What’s new in Azure AI Language: BUILD 2024


At Azure AI Language, we believe that language is at the core of human and artificial intelligence. As part of Azure that offers a comprehensive suite of services and tools for AI developers, Azure AI Language is a service that empowers developers to build intelligent natural language solutions that leverage a set of state-of-the-art language models, including Z-Code++, fine-tuned GPT and more. While LLMs in Azure OpenAI and model catalog are good for general purposes, Azure AI Language provides a set of prebuilt and customizable natural language capabilities that are fine-tuned and optimized for a wide range of scenarios, such as Personal Identifier Information (PII) detection, document and conversation summarization, text analytics for healthcare domain, conversational intent identification, etc., with leading quality and cost efficiency.  These capabilities are available through a unified API that simplifies the integration and orchestration of natural language capabilities with no need of complex prompt engineering.

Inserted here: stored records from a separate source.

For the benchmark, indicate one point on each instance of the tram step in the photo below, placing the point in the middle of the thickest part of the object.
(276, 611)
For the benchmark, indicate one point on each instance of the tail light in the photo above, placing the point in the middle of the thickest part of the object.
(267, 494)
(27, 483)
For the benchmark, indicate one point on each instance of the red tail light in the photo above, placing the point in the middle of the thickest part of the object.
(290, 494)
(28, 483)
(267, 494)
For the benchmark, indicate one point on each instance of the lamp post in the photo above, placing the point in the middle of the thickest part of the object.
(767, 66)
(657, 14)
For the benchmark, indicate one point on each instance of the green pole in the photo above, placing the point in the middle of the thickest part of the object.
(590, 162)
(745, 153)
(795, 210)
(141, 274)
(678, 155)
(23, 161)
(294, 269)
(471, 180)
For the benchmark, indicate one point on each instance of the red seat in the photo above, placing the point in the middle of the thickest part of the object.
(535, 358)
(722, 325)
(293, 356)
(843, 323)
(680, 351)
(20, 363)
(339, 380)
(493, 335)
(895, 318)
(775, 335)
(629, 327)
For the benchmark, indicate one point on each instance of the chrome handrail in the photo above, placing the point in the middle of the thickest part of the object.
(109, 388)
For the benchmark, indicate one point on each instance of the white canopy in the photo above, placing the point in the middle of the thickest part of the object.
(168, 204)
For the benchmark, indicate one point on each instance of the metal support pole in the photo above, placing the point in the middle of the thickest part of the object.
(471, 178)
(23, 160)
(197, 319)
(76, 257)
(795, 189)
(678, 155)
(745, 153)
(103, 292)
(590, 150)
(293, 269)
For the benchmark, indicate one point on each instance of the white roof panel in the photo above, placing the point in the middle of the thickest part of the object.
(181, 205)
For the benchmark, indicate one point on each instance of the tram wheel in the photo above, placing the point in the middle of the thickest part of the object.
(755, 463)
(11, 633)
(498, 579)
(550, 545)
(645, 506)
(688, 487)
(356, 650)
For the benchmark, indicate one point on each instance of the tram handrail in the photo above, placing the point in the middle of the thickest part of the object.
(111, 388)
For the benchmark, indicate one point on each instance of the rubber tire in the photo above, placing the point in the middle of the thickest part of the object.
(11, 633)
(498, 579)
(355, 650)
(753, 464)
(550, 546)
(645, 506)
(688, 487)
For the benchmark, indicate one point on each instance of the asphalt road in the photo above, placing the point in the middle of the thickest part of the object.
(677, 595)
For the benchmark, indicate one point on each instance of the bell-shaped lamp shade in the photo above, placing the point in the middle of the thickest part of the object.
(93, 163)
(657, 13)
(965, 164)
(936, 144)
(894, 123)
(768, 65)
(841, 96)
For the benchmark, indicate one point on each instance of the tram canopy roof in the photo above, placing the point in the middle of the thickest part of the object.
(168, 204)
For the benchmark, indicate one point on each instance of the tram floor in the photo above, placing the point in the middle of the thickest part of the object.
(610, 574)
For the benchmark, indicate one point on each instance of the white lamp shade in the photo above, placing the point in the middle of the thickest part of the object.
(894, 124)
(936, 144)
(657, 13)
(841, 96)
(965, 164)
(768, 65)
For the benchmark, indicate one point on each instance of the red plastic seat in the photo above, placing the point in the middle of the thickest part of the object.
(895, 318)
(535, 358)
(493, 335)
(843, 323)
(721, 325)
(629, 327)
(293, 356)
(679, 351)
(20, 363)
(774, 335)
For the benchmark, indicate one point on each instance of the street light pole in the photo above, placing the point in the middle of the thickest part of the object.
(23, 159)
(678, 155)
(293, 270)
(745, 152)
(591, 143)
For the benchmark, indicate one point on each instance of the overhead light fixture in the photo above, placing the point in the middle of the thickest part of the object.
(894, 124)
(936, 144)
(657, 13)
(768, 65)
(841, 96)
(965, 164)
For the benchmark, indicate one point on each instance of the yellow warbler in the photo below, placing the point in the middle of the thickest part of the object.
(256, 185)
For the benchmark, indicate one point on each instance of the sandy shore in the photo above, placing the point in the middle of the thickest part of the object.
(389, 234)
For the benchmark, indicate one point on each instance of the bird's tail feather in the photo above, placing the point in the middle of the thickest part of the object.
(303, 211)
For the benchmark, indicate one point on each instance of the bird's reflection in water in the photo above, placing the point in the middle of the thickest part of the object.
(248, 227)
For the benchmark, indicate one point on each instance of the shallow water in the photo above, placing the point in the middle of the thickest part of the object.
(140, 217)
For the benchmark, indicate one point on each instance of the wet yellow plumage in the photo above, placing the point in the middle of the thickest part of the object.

Today, we're thrilled to announce more new features and capabilities designed to make your workflow more seamless and efficient than ever before at this year's Microsoft Build with the following key highlights: 1) a unified experience for Azure AI Language in Azure AI Studio and improved integration with prompt flow, 2) improvements in existing prebuilt features such as Summarization, PII and NER, and 3) enhancements in custom features, especially in Conversational Language Understanding (CLU) to provide intent identification and entity extraction with higher quality in more regions.


Azure AI Language now available in Azure AI Studio and prompt flow

As part of Azure AI services, Azure AI Language now supports the new Azure AI service resource type for prebuilt capabilities like summarization, Personally Identifiable Information (PII) detection, and many others. It lets you access all Azure AI services, including Language, Speech and Vision, etc., with one single resource, which makes it easier to integrate the AI capabilities from across Azure AI. In the next few months, we will also support the customization capabilities in Azure AI Language in Azure AI Studio.

We are excited to introduce Azure AI Language in Azure AI Studio with two new playgrounds for you to try out: Summarization and Personally Identifiable Information detection. Both help infuse generative AI into your solutions. In Azure AI Studio, you have more options to try out and explore use them effectively for your needs.


Prompt flow in Azure AI Studio is a development tool designed to streamline the entire development cycle of AI applications. We are happy to announce that Language's prompt flow tooling is now available in Azure AI prompt flow gallery. With that, you can explore and use various natural language processing features from Azure AI Language in prompt flow. You can quickly start to make use of Azure AI Language, reduce your time to value, and deploy solutions with reliable evaluation.


What's new in prebuilt features in Azure AI Language service

Azure AI Language's prebuilt capabilities enable customers to set up and running quickly without the need for model training. These prebuilt services are designed to accelerate time-to-value through pretrained models optimized for specific Language AI tasks, including Personally Identifiable Information (PII), Named Entity Recognition (NER)SummarizationText Analytics for HealthLanguage DetectionKey Phrase Extraction and Sentiment Analysis and opinion mining, etc.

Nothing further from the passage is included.